Die Zürich Invest AG hat 284 Mieter*innen der Vita-Siedlung in Langnau am Albis gekündigt. Auf einen Schlag und obwohl die Eigentümerin einst eine Etappierung versprochen hat. Auch in der Agglomeration wird bezahlbarer Wohnraum zur Mangelware.

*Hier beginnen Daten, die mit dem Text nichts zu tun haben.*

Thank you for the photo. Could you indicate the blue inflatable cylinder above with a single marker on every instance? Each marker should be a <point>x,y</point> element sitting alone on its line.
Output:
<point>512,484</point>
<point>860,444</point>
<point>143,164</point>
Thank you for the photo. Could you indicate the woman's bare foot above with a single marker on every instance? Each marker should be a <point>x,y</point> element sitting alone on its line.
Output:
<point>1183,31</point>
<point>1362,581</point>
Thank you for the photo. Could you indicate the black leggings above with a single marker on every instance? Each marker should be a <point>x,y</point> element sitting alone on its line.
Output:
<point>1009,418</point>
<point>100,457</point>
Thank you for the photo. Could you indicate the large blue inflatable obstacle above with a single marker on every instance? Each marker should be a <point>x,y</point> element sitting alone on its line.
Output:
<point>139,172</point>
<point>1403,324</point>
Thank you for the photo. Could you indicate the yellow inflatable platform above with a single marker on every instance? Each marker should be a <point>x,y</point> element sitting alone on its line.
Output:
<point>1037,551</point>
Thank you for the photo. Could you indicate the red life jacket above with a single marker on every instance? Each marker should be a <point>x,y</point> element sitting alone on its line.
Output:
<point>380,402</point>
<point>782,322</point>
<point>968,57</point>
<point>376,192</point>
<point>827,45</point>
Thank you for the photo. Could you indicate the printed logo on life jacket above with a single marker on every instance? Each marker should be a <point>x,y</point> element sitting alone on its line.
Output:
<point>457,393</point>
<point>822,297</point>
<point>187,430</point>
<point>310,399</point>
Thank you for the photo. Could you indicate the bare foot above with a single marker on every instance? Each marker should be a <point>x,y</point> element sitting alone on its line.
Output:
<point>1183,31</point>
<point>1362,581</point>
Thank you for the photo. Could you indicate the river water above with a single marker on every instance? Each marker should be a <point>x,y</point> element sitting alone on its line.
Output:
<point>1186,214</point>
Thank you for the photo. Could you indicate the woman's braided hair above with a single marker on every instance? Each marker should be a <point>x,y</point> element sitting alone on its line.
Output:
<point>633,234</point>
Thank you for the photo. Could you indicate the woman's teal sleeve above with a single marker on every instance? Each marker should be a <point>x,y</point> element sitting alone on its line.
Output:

Doris Weber sitzt auf ihrem Balkon und blickt ins Grün des nahegelegenen Waldes. Sie seufzt. Dann ringt sie sich ein Lächeln ab und sagt: «Wenn ich hier sitze, bin ich glücklich. Ich will nicht weg.» Ihre Stimme bricht, ihr kommen die Tränen. Doris Weber weiss nicht, wie lange sie den Ausblick auf den Sihlwald noch geniessen kann. Seit 15 Jahren lebt die 72-jährige ehemalige Pflegefachfrau in der Langnauer Vita-Siedlung im Sihltal. Im März kam per Post der Schock: Zusammen mit 283 weiteren Mietparteien erhielt Doris Weber die Kündigung ihrer Wohnung. Bis Ende September 2025 müssen alle raus. Wer per Vertrag verspricht, sich nicht gegen die Kündigung zu wehren, kann ein Jahr länger bleiben. Betroffen sind knapp 800 Personen.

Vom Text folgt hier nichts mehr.